Jamaica Constabulary Force (JCF) commissioner Lucius Thomas also ruled out match-fixing in relation to Woolmer’s death during the World Cup tournament in the Caribbean.
Foreign pathologists “concur with the view that Woolmer died of natural causes” while in further toxicology tests, “no substance was found to indicate that Woolmer was poisoned,” he said. “The JCF accepts these findings and has now closed its investigation into the death of Woolmer,” Thomas told a conference.
Commenting on allegations of match-fixing, he added that “neither the International Cricket Council nor the JCF have found any evidence of any impropriety by players, match officials nor management during the investigation of Bob Woolmer’s death.”

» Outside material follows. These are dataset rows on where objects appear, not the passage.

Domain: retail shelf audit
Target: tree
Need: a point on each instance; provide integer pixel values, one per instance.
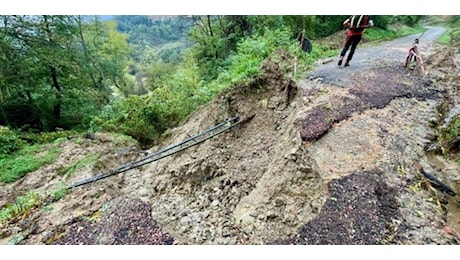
(53, 73)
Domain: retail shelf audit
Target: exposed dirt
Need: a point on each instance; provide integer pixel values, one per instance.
(329, 160)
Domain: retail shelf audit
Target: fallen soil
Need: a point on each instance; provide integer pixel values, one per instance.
(330, 159)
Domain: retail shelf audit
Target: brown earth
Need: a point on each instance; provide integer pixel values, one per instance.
(327, 160)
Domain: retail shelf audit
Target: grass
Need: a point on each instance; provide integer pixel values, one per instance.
(28, 159)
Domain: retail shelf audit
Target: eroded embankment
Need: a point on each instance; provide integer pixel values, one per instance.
(249, 185)
(377, 195)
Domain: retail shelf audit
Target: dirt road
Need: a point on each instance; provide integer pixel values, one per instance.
(329, 160)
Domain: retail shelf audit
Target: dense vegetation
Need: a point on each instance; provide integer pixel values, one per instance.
(139, 75)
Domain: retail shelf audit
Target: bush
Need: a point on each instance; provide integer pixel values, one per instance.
(9, 141)
(134, 116)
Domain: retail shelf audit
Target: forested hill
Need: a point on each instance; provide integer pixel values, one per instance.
(140, 75)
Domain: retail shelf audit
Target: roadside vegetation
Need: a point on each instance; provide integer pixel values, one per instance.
(137, 75)
(449, 135)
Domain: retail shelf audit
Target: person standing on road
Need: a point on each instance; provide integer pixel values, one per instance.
(355, 25)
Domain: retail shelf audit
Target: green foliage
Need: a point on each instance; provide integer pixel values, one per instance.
(28, 159)
(21, 206)
(9, 141)
(244, 65)
(87, 161)
(135, 116)
(446, 37)
(59, 191)
(47, 137)
(57, 70)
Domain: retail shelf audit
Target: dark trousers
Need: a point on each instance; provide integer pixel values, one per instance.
(352, 41)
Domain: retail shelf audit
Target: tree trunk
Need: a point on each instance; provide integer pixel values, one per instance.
(57, 106)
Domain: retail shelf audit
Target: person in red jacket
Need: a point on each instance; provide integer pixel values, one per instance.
(355, 25)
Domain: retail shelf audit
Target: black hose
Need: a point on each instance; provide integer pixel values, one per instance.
(150, 158)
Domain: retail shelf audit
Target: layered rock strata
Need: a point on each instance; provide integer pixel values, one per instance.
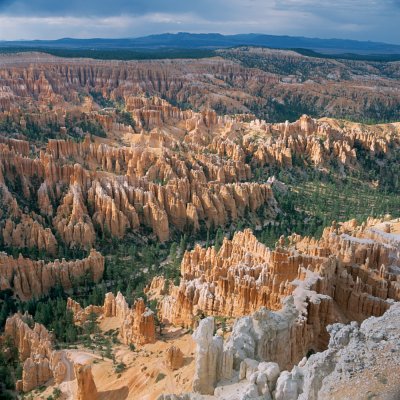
(137, 324)
(351, 272)
(86, 387)
(174, 358)
(39, 361)
(28, 278)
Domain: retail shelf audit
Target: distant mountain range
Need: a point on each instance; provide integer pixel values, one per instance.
(211, 41)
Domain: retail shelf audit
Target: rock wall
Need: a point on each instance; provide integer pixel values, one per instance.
(40, 361)
(137, 324)
(27, 278)
(86, 387)
(350, 273)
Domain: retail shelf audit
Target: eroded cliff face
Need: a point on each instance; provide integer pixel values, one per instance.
(86, 387)
(272, 78)
(39, 361)
(293, 293)
(136, 324)
(354, 265)
(28, 278)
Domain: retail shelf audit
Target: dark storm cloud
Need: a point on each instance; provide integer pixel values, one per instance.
(358, 19)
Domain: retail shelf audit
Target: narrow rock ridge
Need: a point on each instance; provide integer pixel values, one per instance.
(350, 273)
(28, 278)
(137, 324)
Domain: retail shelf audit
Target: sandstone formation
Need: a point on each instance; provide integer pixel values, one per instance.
(81, 315)
(137, 324)
(86, 387)
(174, 358)
(344, 368)
(29, 278)
(39, 361)
(328, 87)
(174, 170)
(356, 266)
(213, 361)
(350, 273)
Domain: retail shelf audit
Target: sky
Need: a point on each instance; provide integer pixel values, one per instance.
(375, 20)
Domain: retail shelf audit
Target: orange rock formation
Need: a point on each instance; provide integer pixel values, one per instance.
(40, 361)
(29, 278)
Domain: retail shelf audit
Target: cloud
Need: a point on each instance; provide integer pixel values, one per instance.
(359, 19)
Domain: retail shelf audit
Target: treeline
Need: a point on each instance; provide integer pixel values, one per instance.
(117, 54)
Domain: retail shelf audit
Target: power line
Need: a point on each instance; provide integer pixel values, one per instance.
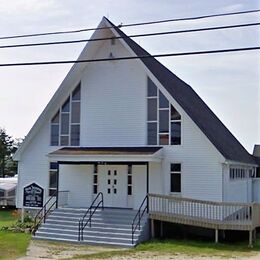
(129, 25)
(131, 36)
(129, 58)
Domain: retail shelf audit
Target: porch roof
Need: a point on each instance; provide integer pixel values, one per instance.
(144, 153)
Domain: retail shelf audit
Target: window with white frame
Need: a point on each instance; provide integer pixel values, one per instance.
(65, 124)
(240, 173)
(175, 178)
(163, 120)
(53, 178)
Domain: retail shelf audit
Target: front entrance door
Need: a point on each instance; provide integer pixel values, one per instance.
(113, 184)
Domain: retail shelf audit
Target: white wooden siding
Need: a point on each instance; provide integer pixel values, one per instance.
(237, 190)
(201, 173)
(114, 113)
(34, 165)
(113, 101)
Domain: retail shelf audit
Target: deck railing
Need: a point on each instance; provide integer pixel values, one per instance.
(202, 210)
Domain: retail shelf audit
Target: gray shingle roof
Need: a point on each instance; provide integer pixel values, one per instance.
(194, 106)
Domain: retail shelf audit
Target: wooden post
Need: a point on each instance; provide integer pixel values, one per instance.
(216, 235)
(152, 228)
(161, 230)
(254, 235)
(22, 215)
(250, 238)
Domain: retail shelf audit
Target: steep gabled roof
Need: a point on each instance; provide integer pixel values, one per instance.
(186, 97)
(193, 105)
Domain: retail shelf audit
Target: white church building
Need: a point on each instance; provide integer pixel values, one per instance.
(125, 129)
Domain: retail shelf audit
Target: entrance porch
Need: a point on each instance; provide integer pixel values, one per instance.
(122, 174)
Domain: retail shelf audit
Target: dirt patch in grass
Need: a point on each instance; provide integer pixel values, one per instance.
(13, 245)
(56, 250)
(170, 250)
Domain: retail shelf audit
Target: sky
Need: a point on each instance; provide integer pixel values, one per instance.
(228, 83)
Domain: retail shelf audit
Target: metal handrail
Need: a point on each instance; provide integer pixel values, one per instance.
(91, 210)
(44, 211)
(139, 214)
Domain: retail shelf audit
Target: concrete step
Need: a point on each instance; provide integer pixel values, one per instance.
(90, 231)
(108, 227)
(95, 226)
(101, 238)
(89, 242)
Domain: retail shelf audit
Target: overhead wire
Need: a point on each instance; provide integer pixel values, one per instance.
(130, 24)
(130, 58)
(130, 36)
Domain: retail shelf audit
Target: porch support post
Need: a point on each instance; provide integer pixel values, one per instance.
(152, 228)
(147, 177)
(57, 188)
(250, 238)
(216, 235)
(161, 229)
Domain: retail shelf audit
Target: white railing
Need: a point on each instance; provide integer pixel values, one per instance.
(63, 198)
(224, 212)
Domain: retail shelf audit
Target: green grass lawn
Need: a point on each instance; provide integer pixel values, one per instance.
(12, 245)
(187, 247)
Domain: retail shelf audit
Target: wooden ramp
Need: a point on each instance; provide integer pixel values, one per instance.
(207, 214)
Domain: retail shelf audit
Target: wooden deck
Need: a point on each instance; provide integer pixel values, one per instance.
(207, 214)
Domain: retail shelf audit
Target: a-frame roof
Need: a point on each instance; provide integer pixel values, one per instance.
(193, 105)
(186, 97)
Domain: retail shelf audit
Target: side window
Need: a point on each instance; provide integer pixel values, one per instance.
(163, 120)
(53, 178)
(175, 177)
(65, 124)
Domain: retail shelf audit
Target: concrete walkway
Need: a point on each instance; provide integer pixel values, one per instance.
(52, 250)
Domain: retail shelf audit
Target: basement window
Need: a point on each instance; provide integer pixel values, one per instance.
(175, 178)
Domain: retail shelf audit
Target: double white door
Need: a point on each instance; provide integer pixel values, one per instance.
(113, 184)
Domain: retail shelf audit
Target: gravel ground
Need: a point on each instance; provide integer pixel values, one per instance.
(49, 250)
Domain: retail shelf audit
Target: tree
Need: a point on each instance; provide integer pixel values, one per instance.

Woolmer, 58, died soon after being found unconscious in his hotel room in Jamaica on March 18 the day after Pakistan were knocked out of the cricket World Cup by Ireland.
An initial autopsy report proved inconclusive, but a pathology report later indicated he died of asphyxia as a result of “manual strangulation,” which led the police to treat the death as murder.
“The JCF adopted a thoroughly professional investigation where nothing was left to chance. Every effort has been made by the JCF to seek the truth surrounding Woolmer’s death,” Thomas said. “My hope is that despite the trauma of the last two and half months, Mrs (Gill) Woolmer and her sons will be confident that the JCF has done all it can to establish the truth surrounding the death of her husband.”